Spatio-Temporal Control of CRISPR Editing With CRISPRoff

A team of scientists from Silicon Valley-based genome engineering company Synthego recently developed CRISPRoff, a revolutionary light-controllable CRISPR tool that makes it possible and easy to control temporal and spatial editing, while also increasing the ratio of on: off target editing events.

Robert Deans, PhD and Chief Scientific Officer at Synthego, highlights the significance of CRISPRoff: »We wanted to invent a technology that could control temporal and spatial CRISPR editing in cells, that was simple, easy to control, and universally applicable, and this is exactly what we’ve gotten with CRISPRoff«.

One of the obvious advantages of using an optically-controlled system such as CRISPRoff is the potential to study precise spatial control of CRISPR editing. The possibility to study the effects of gene editing in specific tissue regions is a game-changer in many areas of research and medicine.

CRISPRoff Guide RNAs

Despite advances in precision, targeting range and applicability of CRISPR to therapeutics in recent years, tools to temporally and spatially control CRISPR editing are lagging behind. Without this control, editing can continue freely in cells until the machinery i.e. Cas endonuclease and single guide RNAs (sgRNA) degrades through cellular processes. Uncontrolled CRISPR editing carries the risk of off-target edits that may result from prolonged or uncontrolled Cas activity.

Recognising that the sgRNA is the most easily programmable component of the CRISPR system, Robert Deans and his team set out to synthesise sgRNAs that could be deactivated in the presence of light.

Jared Carlson-Stevermer, lead author on the study that was recently published in Nature Communications explains the principle behind CRISPRoff:

»We added o-nitrobenzyl groups, which are sensitive to cleavage when exposed to ultraviolet light, at two optimised locations on the sgRNA. This dual breakage sgRNA (DBsgRNA) is prone to fragmentation upon illumination with light of a specific wavelength. We rationalised that once the DBsgRNA is transfected in cells with Cas9 in RNP format, it would edit normally, but exposure to light would result in fragmentation of the sgRNAs and halt further CRISPR editing«.

The team synthesised the modified DBsgRNAs, known as CRISPRoffs using solid phase synthesis, which allowed them to develop a universal sgRNA template that is photocleavable and still retains gene-editing capacity comparable to their standard sgRNA counterparts.

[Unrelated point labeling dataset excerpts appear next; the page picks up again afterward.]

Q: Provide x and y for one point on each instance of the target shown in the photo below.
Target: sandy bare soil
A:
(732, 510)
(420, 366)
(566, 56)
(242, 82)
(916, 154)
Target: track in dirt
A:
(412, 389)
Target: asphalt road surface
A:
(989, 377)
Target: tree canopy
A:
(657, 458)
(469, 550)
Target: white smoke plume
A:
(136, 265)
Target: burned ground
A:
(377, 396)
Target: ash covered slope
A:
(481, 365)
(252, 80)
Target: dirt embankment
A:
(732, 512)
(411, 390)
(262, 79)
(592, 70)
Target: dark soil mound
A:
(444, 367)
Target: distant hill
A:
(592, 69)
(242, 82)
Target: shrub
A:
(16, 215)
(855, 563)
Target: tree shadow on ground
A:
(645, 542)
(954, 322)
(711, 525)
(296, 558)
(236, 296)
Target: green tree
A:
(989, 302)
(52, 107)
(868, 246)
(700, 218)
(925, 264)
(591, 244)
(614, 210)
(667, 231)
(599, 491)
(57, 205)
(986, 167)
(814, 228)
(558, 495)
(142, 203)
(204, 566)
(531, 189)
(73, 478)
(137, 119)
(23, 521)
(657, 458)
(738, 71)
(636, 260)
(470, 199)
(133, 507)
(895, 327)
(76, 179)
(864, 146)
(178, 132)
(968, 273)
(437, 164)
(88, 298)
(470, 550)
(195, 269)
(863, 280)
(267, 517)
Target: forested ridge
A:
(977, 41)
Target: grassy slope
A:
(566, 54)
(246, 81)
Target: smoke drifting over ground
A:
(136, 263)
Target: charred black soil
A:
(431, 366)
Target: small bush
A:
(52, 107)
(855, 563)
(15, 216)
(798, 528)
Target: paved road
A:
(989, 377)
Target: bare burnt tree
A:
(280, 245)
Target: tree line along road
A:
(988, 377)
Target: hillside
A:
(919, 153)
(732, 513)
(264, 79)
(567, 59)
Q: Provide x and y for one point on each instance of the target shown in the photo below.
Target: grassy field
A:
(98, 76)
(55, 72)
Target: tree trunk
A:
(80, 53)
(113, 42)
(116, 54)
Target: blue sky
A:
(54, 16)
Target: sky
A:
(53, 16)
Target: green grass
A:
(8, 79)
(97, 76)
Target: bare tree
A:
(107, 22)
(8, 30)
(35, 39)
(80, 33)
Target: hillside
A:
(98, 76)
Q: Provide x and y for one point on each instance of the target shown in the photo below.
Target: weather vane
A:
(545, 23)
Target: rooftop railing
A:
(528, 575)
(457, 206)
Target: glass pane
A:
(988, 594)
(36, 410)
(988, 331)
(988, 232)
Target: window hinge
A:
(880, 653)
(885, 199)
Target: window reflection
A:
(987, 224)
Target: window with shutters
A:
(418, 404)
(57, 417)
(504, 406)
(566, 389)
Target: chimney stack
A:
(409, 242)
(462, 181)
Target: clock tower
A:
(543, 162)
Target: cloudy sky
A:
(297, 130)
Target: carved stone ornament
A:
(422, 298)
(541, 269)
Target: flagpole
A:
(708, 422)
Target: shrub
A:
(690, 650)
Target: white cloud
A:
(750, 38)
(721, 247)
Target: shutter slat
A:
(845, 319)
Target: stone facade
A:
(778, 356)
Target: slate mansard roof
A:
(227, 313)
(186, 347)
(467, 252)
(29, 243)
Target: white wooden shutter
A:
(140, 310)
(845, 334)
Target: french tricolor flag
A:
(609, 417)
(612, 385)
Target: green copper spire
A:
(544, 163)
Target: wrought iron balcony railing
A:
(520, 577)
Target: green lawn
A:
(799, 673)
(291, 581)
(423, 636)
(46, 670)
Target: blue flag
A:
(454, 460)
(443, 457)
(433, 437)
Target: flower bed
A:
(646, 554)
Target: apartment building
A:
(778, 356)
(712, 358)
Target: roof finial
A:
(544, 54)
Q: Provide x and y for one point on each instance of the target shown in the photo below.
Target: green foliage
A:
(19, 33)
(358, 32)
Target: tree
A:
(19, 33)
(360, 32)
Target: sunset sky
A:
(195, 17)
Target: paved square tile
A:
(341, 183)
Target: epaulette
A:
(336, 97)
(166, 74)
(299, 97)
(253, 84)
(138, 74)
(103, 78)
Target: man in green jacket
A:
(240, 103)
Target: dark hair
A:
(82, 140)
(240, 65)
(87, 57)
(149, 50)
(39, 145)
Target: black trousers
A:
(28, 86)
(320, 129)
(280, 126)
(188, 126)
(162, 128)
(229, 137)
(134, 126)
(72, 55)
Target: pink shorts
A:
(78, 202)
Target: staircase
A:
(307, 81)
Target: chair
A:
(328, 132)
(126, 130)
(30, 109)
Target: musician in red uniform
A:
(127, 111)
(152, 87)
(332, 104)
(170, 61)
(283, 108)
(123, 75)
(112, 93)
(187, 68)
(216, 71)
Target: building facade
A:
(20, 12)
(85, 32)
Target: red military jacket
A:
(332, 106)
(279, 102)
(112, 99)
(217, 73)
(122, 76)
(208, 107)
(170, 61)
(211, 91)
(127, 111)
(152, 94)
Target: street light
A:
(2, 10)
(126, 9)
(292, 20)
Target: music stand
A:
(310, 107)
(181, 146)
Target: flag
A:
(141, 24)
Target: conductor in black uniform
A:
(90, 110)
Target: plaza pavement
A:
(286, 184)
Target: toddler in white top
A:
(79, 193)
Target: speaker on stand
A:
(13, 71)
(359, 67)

They first generated a variety of CRISPRoff molecules in which fixed positions along the backbone were replaced by photocleavable residues, and evaluated the fragmentation patterns of the modified guides upon exposure to broad-spectrum light. The team then selected promising CRISPRoffs to form RNP complexes that were assessed for editing activity in vitro in human cell lines.

These experiments revealed that it was possible to replace two sites on the sgRNA backbone with photocleavable residues and still retain good editing efficiency.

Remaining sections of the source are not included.